Taken together, these findings further define neurobiological signatures for the social impairment that characterises FTLD syndromes, grounded in the emerging neural network paradigm of neurodegenerative disease (Warren et al., 2013b). The findings suggest that certain DTI metrics provide sensitive and functionally relevant indexes of white matter damage in FTLD and support the further assessment of sarcasm as a useful model for probing social and other cognitive functions that depend on large-scale brain networks. It is important to emphasise that the white matter tracts associated with social cognitive impairment here have been implicated in a diverse spectrum of cognitive functions in previous work (Haxby et al., 2002; Poreh et al., 2006; Tartaglia et al., 2012; Han et al., 2013; Von der Heide et al., 2013). Accordingly, we do not argue that involvement of these tracts is a specific harbinger of social cognitive deficits; rather, degeneration of these pathways is likely to contribute to a range of behavioural and cognitive deficits in these syndromes. With that caveat in mind, social signals such as sarcasm may be a particularly sensitive probe of tract function in neurodegenerative diseases, due to the heavy demands such signals impose on the brain networks that decode sensory data for integration with affective, evaluative and mnestic processes.

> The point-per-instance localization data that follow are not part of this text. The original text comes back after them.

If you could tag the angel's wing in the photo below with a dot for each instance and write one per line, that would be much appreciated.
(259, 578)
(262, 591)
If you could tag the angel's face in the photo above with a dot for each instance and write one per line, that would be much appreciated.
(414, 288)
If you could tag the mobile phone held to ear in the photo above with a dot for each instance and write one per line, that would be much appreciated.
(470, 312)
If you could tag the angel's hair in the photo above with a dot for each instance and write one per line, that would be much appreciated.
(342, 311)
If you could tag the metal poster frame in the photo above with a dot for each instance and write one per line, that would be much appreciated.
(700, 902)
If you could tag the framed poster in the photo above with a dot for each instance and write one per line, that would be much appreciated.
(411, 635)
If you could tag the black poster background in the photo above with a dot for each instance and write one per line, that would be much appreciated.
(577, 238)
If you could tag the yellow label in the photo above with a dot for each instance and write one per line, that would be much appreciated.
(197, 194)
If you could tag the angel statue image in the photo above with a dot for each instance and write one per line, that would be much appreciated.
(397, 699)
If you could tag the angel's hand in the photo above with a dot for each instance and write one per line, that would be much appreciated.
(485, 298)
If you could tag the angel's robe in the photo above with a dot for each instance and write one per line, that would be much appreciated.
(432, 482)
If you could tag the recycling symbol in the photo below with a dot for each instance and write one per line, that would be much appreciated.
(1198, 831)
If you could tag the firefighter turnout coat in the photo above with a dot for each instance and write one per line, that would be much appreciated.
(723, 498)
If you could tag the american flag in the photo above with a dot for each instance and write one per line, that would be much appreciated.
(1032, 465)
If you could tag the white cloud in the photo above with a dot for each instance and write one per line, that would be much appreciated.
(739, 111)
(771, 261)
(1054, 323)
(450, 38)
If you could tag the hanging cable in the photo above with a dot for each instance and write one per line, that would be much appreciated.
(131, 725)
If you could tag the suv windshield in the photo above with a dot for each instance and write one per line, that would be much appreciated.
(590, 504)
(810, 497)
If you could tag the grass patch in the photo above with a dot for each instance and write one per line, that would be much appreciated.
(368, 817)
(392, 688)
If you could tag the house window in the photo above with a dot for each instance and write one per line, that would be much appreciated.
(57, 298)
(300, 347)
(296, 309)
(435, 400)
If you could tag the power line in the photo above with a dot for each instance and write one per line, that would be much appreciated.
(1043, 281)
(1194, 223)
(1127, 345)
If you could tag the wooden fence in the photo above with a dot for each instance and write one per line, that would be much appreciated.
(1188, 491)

The present study has several limitations that suggest directions for future work. The findings should be corroborated in larger cohort studies comparing other neurodegenerative diseases and mimic syndromes such as autism, schizophrenia and other primary psychiatric disorders (McIntosh et al., 2008; Miyata et al., 2010; Kazlouski et al., 2011; Rigucci et al., 2013; Fujino et al., 2014; Maier-Hein et al., 2014; Ames and Catani, 2015), which may also produce characteristic white matter changes and for which differentiating biomarkers are particularly required (Niida et al., 2013). These various disorders are likely to provide complementary insights into the neurobiological mechanisms underlying social cognition and dysfunction; in particular, potential parallels between the neural substrates of FTLD and autism are intriguing and should be further explored (Noriuchi et al., 2010; Cheon et al., 2011; Ameis and Catani, 2015). DTI metrics generated using techniques based on whole-brain analysis (as here) lack fine-grained anatomical specificity and are subject to technical issues such as limited resolution of crossing pathways; future tractographic studies targeting specific white matter pathways are needed to address this issue and to define tract anatomy in detail. Longitudinal studies will be essential to establish the sequence of alterations in candidate behavioural and neuroimaging biomarkers, ideally including pre-symptomatic individuals with genetic forms of FTLD, in order to capture very early disease effects and to track disease evolution (Kumfor et al., 2014). Subsequent histopathological correlation will be required to assess the molecular specificity of biomarker signatures (Rohrer et al., 2011; Whitwell and Josephs, 2011; Warren et al., 2013a,b). In the face of these challenges, the present work suggests that white matter metrics of complex behavioural deficits can yield robust signatures of brain network disintegration in FTLD that may transcend conventional clinical and imaging markers.